Whenever the comment section takes a long hit and goes "but what is thinking, really" I get slightly more cynical about it lol

ACCount37 · 2025-12-08T09:22:53 1765185773

Why not?

By now, it's pretty clear that LLMs implement abstract thinking - as do humans.

They don't think exactly like humans do - but they sure copy a lot of human thinking, and end up closer to it than just about anything that's not a human.

habinero · 2025-12-09T09:10:38 1765271438

It isn't clear because they do none of that lol. They don't think.

It can kinda sorta look like thinking if you don't have a critical eye, but it really doesn't take much to break the illusion.

I really don't get this obsessive need to pretend your tools are alive. Y'all know when you watch YouTube that it's a trick and the tiny people on your screen don't live in your computer, right?

ACCount37 · 2025-12-09T09:43:52 1765273432

And how do you know that exactly? What is the source of that certainty? What makes you fully confident that a system that can write short stories and one-shot Python scripts and catch obscure pop culture references in text isn't "thinking" in any way?

The answer to that is the siren song of "AI effect".

Even admitting "we don't know" requires letting go of the idea that "thinking" must be exclusive to humans. And many are far too weak to do that.

FarmerPotato · 2025-12-08T04:31:44 1765168304

lol magic bag.

Davidzheng · 2025-12-08T09:11:02 1765185062

well they are trained to be almost in distribution as a thinking human. So...

maleldil · 2025-12-10T01:33:39 1765330419

Which only means they can mimic the output of a human. So does a p-zombie. It doesn't make them human.

akomtu · 2025-12-08T01:54:35 1765158875

Spoken Query Language? Just like SQL, but for unstructured blobs of text as a database and unstructured language as a query? Also known as Slop Query Language or just Slop Machine for its unpredictable results.

Ukv · 2025-12-08T02:05:28 1765159528

> Spoken Query Language? Just like SQL, but for unstructured blobs of text as a database and unstructured language as a query?

I feel that's more a description of a search engine. Doesn't really give an intuition of why LLMs can do the things they do (beyond retrieval), or where/why they'll fail.

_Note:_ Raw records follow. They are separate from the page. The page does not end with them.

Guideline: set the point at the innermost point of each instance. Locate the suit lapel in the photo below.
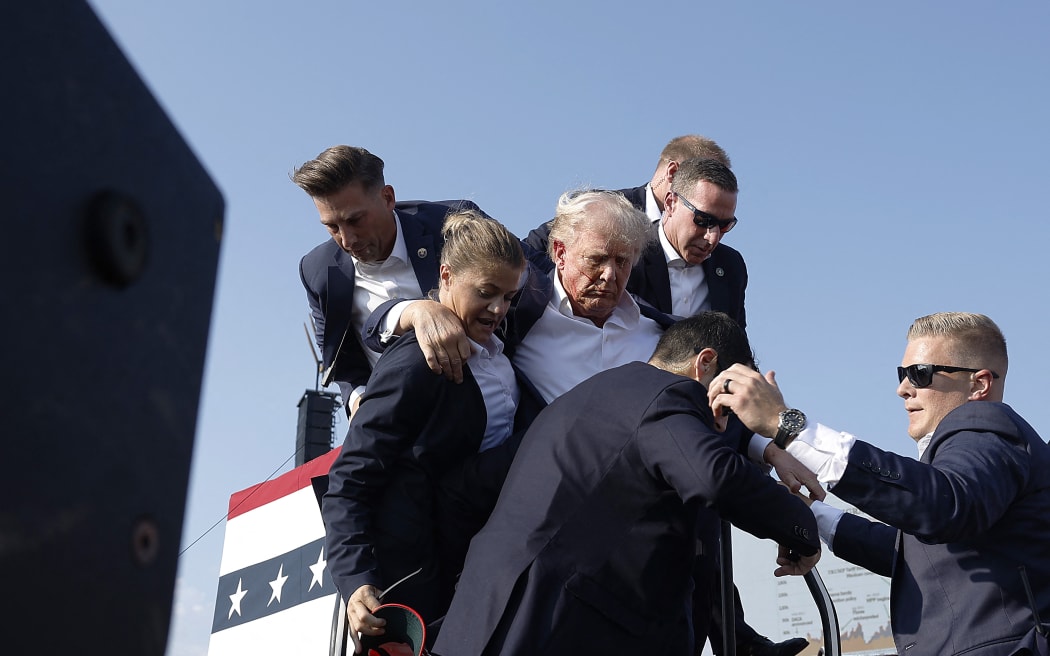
(422, 253)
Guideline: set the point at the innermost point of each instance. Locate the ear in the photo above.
(981, 385)
(386, 193)
(558, 248)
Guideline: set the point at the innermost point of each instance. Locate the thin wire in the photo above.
(226, 516)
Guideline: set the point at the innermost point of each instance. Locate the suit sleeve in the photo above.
(401, 394)
(868, 544)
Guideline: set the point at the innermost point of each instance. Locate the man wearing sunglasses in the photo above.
(684, 276)
(966, 532)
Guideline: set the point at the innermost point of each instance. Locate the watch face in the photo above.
(793, 421)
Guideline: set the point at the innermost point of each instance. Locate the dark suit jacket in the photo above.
(414, 435)
(725, 271)
(328, 274)
(525, 310)
(974, 509)
(590, 549)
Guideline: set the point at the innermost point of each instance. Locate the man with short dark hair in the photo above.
(591, 546)
(967, 526)
(379, 250)
(684, 276)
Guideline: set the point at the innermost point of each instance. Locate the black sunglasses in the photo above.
(702, 219)
(922, 375)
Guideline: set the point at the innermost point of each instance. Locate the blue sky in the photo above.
(891, 156)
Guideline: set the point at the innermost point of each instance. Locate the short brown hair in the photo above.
(337, 167)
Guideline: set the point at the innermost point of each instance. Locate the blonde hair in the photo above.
(973, 339)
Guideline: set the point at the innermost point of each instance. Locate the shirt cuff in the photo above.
(827, 521)
(823, 450)
(756, 449)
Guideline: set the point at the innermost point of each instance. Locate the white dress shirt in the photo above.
(563, 350)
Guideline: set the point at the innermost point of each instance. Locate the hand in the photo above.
(359, 615)
(793, 474)
(441, 337)
(792, 564)
(754, 398)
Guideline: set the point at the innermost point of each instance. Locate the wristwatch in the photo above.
(792, 423)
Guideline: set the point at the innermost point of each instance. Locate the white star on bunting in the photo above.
(317, 569)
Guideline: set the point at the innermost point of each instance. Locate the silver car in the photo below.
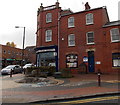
(14, 68)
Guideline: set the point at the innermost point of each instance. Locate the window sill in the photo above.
(71, 46)
(115, 67)
(71, 26)
(90, 43)
(48, 41)
(89, 24)
(115, 41)
(48, 22)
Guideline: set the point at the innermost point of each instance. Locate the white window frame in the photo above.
(118, 34)
(71, 22)
(48, 17)
(71, 40)
(89, 37)
(89, 18)
(48, 35)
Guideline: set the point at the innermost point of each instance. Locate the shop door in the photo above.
(91, 64)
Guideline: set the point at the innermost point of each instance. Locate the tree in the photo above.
(12, 44)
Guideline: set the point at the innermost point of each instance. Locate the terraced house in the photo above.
(66, 39)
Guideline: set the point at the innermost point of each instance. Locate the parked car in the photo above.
(14, 68)
(28, 65)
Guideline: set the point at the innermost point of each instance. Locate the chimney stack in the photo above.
(87, 6)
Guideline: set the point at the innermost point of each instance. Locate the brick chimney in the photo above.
(87, 6)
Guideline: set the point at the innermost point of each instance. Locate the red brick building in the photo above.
(66, 39)
(11, 55)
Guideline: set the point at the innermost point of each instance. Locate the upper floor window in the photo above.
(115, 35)
(48, 17)
(71, 40)
(71, 22)
(90, 37)
(48, 35)
(89, 18)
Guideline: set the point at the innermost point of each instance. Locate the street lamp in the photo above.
(23, 42)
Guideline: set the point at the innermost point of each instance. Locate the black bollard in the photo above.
(11, 73)
(99, 78)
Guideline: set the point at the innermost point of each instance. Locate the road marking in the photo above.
(92, 100)
(113, 81)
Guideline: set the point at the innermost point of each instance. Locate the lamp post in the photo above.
(23, 43)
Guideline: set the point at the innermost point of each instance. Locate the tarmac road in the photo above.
(13, 92)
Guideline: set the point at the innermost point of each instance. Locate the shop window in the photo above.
(115, 35)
(71, 22)
(48, 17)
(116, 59)
(72, 61)
(71, 40)
(90, 38)
(48, 35)
(89, 18)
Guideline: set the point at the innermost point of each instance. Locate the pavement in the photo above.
(81, 85)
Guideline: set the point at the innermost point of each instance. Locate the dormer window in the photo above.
(48, 17)
(89, 19)
(71, 22)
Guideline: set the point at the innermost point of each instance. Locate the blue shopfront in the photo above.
(47, 56)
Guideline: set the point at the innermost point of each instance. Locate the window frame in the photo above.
(48, 17)
(111, 34)
(69, 40)
(48, 35)
(89, 18)
(71, 23)
(87, 38)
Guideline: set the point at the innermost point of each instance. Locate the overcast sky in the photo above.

ACCount37 · 2025-12-08T10:16:12 1765188972

If you want actionable intuition, try "a human with almost zero self-awareness".

"Self-awareness" used in a purely mechanical sense here: having actionable information about itself and its own capabilities.

If you ask an old LLM whether it's able to count the Rs in "strawberry" successfully, it'll say "yes". And then you ask it to do so, and it'll say "2 Rs". It doesn't have the self-awareness to know the practical limits of its knowledge and capabilities. If it did, it would be able to work around the tokenizer and count the Rs successfully.

That's a major pattern in LLM behavior. They have a lot of capabilities and knowledge, but not nearly enough knowledge of how reliable those capabilities are, or meta-knowledge that tells them where the limits of their knowledge lie. So, unreliable reasoning, hallucinations and more.

Ukv · 2025-12-08T14:57:50 1765205870

Agree that's a better intuition, with pretraining pushing the model towards saying "I don't know" in the kinds of situations where people write that as opposed to by introspection of its own confidence.

ACCount37 · 2025-12-08T18:45:32 1765219532

There appears to be a degree of "introspection of its own confidence" in modern LLMs. They can identify their own hallucinations, at a rate significantly better than chance. So there must be some sort of "do I recall this?" mechanism built into them. Even if it's not exactly a reliable mechanism.

Anthropic has discovered that this is definitely the case for name recognition, and I suspect that names aren't the only things subject to a process like that.